Whenever Mr. Franklin Harris snoozes at church, I wonder if the ninety-five year old man with whom I sit will awake again. He is a wonderful example of someone who loves Jesus, and he brims with wisdom. His body is frail, though.
He recognizes his disability consisting of his inability to stand for long and his use of a walker. Mr. Harris is more hunched than my grandma was, and she went from being a tall woman to one under five feet. Every week I half expect to hear news of Mr. Harris’s passing simply because he is so aged and frail. Seeing him nod off again today reminded me that these bodies in which we live are only shells.
The body is
Soon it will be empty
like a hermit
Where will your soul
Every time Mr. Harris mentions his heart surgery from a few years back, current doctor appointments, or his frail body, he turns those same sentences into clauses worshipping His Creator. Week after week he reminds me, “God is good.”

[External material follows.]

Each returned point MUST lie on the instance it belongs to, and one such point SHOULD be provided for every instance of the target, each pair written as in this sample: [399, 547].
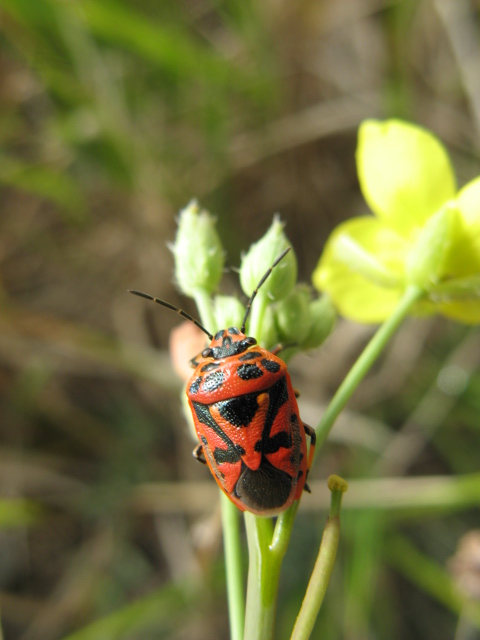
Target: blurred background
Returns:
[113, 115]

Mr. Harris doesn’t know why he remained alive after his heart surgery but to glorify God and share Jesus for a little while longer.
Mr. Harris reminded me of God’s faithfulness when I was grieving my aunt’s death last month. I asked him how to grieve properly, and he replied that he had a wife years and years ago who died, and his second wife also passed away. He clearly knows heartache, but the Sunday I asked about grief, he recognized God’s faithfulness in the midst of pain.
Whenever my ninety-five year old friend leaves this earth, I will rejoice that he will have left pain and heartache behind. He will meet his Savior, Jesus Christ, and see God’s face for all of eternity. I will grieve my loss, not his.
He has been excited about knowing Jesus and has been faithful to God since he was a child going to saw-dust and chair-lined revival meetings with his mother. Today he told me that he was excited about Jesus then and wanted to tell his friends about Him, and he said that still has not stopped.
Mr. Harris points every conversation back to God, and I know that when his soul leaves his bodily shell, rejoicing will ensue. I will grieve him as I would a dear friend or close family member, but my soul will be delighted for him, wishing I could go as well.